Saturday 6 April 2013

Home Once Again.

Hello Everybody,

So sorry I haven't been to faithful to my writing lately. To be honest I have been trying to put it off for a long time. Ever since I have been back I have had a hard time expressing my feelings about the experiences I have had those six months I was away. Maybe I'm not sure what people expect me to say or maybe I'm not sure how to sum it up in just 5 sentences like people expect me to. I know one thing people have been totally amazing since I have come back. I am surprised and amazed on the amount of support I had when I was away. So many people told me that they were praying for me while I was away and I'm sure I felt it. I am so sorry if I have not touched base with everyone yet as I am still trying to get back into the swing of things.

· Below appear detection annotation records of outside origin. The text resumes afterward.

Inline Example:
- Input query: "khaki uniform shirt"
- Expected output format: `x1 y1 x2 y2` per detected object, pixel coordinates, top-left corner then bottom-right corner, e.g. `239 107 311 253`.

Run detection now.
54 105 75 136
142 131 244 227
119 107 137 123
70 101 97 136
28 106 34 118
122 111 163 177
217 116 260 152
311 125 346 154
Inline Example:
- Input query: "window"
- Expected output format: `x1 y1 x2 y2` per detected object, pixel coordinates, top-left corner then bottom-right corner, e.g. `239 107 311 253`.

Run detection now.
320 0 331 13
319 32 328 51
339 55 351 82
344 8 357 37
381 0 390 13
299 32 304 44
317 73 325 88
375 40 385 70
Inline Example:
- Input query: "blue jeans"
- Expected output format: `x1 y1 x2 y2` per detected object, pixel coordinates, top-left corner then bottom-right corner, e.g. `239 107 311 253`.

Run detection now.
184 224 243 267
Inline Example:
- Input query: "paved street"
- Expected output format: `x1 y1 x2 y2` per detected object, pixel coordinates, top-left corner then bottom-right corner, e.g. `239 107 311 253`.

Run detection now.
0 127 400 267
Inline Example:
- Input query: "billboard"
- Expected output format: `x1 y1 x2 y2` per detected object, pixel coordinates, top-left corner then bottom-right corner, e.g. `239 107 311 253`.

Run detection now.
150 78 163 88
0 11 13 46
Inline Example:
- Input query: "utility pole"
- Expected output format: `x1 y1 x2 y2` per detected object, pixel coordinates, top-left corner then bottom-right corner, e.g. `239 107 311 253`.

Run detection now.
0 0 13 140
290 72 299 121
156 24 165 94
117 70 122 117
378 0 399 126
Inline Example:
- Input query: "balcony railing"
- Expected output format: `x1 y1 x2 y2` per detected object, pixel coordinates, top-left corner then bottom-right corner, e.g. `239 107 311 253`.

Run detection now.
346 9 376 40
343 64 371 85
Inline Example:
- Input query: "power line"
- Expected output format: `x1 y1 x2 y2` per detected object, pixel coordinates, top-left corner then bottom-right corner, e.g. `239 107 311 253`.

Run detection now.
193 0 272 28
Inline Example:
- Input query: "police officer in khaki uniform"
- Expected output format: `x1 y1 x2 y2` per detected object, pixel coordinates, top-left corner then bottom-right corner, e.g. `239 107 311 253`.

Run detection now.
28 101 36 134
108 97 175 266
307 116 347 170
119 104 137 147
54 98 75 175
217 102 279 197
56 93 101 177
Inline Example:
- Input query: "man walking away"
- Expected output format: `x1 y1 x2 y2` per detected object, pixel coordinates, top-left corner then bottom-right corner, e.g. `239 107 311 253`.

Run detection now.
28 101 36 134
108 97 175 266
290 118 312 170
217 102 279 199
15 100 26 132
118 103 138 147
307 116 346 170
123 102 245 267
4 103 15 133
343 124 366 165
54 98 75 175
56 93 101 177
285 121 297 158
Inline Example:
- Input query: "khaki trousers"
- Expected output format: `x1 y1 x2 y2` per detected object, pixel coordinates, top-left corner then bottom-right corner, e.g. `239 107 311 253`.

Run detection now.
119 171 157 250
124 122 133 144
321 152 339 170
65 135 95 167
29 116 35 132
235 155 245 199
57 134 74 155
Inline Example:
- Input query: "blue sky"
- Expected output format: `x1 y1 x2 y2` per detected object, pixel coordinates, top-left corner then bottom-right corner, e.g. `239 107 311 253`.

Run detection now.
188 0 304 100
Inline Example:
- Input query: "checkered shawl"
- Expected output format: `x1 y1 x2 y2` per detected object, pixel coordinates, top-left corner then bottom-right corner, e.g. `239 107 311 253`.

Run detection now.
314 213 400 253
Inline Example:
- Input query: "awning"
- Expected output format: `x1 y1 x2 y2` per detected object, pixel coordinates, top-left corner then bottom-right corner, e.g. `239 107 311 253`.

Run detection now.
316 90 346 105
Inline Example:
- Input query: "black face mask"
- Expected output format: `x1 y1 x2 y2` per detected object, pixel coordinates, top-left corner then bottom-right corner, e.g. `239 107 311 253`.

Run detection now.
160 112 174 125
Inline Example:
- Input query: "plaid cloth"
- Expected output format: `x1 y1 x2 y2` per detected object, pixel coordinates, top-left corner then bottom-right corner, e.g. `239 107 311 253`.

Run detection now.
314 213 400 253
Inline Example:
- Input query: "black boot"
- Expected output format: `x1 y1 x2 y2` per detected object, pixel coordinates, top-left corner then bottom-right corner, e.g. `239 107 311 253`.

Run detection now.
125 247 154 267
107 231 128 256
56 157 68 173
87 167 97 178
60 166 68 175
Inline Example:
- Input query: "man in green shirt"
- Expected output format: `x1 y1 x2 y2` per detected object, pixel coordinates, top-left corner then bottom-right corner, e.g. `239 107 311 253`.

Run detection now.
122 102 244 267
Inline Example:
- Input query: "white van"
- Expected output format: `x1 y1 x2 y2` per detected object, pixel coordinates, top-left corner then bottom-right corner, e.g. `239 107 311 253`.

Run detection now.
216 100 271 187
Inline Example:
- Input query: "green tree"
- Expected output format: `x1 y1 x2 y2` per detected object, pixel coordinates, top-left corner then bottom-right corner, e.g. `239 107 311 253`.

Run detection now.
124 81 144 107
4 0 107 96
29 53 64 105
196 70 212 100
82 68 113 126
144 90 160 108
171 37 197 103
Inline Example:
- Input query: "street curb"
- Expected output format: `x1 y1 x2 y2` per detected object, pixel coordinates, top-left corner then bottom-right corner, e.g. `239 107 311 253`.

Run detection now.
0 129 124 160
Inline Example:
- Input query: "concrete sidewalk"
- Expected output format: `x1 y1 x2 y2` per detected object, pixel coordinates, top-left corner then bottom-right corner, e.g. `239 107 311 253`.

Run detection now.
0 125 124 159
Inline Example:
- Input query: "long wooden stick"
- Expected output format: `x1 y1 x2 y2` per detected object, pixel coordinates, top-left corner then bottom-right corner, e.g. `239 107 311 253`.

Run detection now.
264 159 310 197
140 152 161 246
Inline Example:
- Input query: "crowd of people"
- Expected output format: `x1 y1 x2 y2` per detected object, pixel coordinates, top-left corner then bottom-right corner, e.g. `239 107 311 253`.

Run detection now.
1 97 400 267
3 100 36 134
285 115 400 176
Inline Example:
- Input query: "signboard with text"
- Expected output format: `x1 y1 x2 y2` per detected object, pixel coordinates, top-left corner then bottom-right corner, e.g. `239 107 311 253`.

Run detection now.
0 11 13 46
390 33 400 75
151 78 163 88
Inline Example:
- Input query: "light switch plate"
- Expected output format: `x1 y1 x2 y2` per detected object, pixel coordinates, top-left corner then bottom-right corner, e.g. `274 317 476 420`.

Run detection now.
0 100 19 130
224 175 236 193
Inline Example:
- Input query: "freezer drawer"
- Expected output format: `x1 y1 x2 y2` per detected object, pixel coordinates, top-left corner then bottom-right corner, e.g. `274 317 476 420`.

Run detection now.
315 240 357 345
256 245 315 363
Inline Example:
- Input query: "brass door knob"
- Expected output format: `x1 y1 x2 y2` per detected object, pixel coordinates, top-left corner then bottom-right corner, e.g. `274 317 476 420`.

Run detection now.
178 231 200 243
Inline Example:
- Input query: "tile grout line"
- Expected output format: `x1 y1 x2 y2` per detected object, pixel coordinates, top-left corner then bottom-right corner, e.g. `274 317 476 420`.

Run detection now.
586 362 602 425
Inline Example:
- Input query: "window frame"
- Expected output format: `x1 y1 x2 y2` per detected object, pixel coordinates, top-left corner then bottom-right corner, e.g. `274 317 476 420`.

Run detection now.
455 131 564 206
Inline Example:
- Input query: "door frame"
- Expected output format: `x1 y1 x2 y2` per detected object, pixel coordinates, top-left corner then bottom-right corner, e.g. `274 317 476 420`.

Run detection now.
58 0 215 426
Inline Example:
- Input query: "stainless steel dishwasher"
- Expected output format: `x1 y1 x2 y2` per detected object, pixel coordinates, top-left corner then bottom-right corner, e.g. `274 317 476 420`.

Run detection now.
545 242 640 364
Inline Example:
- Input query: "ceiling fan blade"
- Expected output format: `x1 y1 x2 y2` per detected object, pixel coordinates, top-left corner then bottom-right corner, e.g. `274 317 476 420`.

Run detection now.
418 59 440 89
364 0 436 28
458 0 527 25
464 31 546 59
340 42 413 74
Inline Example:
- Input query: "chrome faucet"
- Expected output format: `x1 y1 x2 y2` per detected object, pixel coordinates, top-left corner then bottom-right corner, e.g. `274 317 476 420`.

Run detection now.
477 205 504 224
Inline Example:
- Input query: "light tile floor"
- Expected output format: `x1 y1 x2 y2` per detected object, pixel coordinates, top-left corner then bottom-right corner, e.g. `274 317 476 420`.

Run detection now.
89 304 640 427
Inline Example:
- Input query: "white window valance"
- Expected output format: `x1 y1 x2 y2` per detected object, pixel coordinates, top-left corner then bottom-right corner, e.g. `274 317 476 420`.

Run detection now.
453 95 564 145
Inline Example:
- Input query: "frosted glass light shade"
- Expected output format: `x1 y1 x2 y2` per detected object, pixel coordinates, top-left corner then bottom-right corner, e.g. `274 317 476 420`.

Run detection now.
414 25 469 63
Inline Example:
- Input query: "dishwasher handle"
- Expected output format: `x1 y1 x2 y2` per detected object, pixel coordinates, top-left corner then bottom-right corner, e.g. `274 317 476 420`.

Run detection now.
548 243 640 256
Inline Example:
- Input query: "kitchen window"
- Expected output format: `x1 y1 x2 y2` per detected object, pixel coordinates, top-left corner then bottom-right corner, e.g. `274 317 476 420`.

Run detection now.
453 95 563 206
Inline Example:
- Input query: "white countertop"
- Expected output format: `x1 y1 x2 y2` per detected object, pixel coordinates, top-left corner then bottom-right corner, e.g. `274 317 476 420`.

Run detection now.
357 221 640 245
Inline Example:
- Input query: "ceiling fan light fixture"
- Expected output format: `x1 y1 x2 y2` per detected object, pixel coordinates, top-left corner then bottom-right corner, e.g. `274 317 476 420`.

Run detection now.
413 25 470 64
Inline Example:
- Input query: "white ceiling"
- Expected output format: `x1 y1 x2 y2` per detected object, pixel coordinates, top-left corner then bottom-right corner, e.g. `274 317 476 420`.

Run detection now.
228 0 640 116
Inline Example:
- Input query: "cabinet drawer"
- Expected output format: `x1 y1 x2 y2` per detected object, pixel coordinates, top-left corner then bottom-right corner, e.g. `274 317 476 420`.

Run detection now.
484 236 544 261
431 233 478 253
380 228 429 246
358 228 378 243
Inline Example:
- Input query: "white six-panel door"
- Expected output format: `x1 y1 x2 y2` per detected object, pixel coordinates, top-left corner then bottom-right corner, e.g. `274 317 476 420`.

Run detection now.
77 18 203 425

Many missionaries have told  me that transitioning back into your culture is quite difficult but I thankfully have not felt that way. Maybe it helped that when I got back I had to work on a major research project of the kabary-Malagasy speech making. That kept me busy for at least two weeks. I was able to reflect on the culture through this paper in ways that I could not express in words out loud. If anyone wants a copy of it just email me and I will send it to you. I was also able to spend a little time at my grandparents house and they seemed to quite enjoy hearing about some of the differences of Malagasy culture and Canadian culture. I can express my words better if people ask specific questions instead of general questions like, 'tell me about Malagasy culture'. And I'm thinking 'oh man where do I begin'. I was also afraid to talk to people about my trip because I thought people would expect me to tell them what I all achieved while being there. I felt like this trip was like a trail and error kind of thing. I didn't know where God wanted me to use my talents or what that would look like for me. I just knew I had to try and get my feet wet one way or another. The good thing is that AIM gave me a ministry to focus on but I also had time to explore other ministries on weekends. The point is I don't think I accomplished anything actually but what God accomplished well words can't even express. I think more than anything God worked through my heart; showed me my sins, my weaknesses, and my dependence on him. He definatly confirmed my call to be a missionary even through during the most difficult moments of my time. I am sorry if this bog is a little on the choppy side; I guess all my thoughts are scattered inside my head. Thanks for reading my blog while I was away; it really feels like all of you shared in my journey with me. Praise the Lord for all he has done and will do to come!